MARSHALL - Between Leap Day on the calendar and the weather outside, it was something of an unusual day all around. After months of mild temperatures, the Marshall area received its first real snowstorm of the winter Tuesday night and Wednesday morning. A little more than four inches of snow fell in Marshall, in addition to rain throughout the day on Tuesday.
Both city and county snowplow crews were at work Wednesday morning. Although it was cold enough for snow, temperatures during the day meant roads were a little more slushy than slick.
"I think the snow helped us," said Lyon County Highway Superintendent Jim Thomasson. The extra insulation the snow provided kept some of Tuesday's rain from freezing on county roads. Marshall Public Works Director Glenn Olson said the risk of a freeze later this week meant city crews were also sanding streets in Marshall on Wednesday.
Photo by Steve Browne
Bot’s Appliance employee Derek Blomme clears snow from the sidewalk after Wednesday’s late season snowfall.
"We want to get that kind of melted down," before it gets any colder outside, he said. Hopefully most of the snowmelt would be drained off of streets before it could become a hazard.
Precipitation data collected at the Marshall wastewater plant said 4.2 inches of snow and ice pellets fell in town by Wednesday afternoon, plus 1.46 inches of rain and snowmelt from Tuesday. The storm brought some much-needed moisture to the area, but closed schools and canceled or postponed many community events.
While this winter has been a respite for road workers after the past couple of plow seasons, road crews were well-prepared for Wednesday's storm, Olson and Thomasson said.
"We haven't had much snow to deal with this winter," Thomasson said, but that doesn't change the level of preparation county public works staff does for the season.
The biggest challenge for county road workers was coping with the loss of equipment in a recent fire at the county shop in Cottonwood. The fire left two trucks unusable for snow removal, but Thomasson said, "The county board has been very good. They replaced one unit right away, and the county is in the process of purchasing another."
That purchase process could take a while, so the highway department is still down one truck, Thomasson said. However, the replacement truck was "a life-saver" in responding to Wednesday's snowstorm, Thomasson said. Being able to have snowplows spread out around the county makes clearing the roads faster.
Olson said having advance warning of the storm during the past few days gave city workers time to make sure they were prepared.
"We had good forecasting saying it was coming," he said.
Trees could be seen coated in ice and weighted with snow on Wednesday, but there didn't appear to be much damage done by downed branches in Marshall. Marshall Municipal Utilities Manager Brad Roos said there had been no reports of power outages caused by downed limbs. A high percentage of Marshall's power lines are underground, and wouldn't be affected, he said.
Olson said there was a possible concern that the wet, heavy snow would prevent Marshall residents from getting their driveways and sidewalks cleared. However, he said there had been no complaints of unshoveled pavement on Wednesday.
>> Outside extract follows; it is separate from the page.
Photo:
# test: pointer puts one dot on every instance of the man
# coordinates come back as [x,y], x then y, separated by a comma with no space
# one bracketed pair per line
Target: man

It may have been messy, but the snow did have its admirers. Many Marshall kids and teens were outdoors, making the most of their day off from school.
"We needed this," said Aislen Bretado, as she and Amanda Vue climbed up the sliding hill at Independence Park.
Further down the slope, Adam Cavazos said he and his friends had been planning to go sledding if there was ever enough snow. It felt a bit strange not seeing much snow until the end of February, sledders at the park said.
"It's nothing like last year," Brock Baumgarn summed up.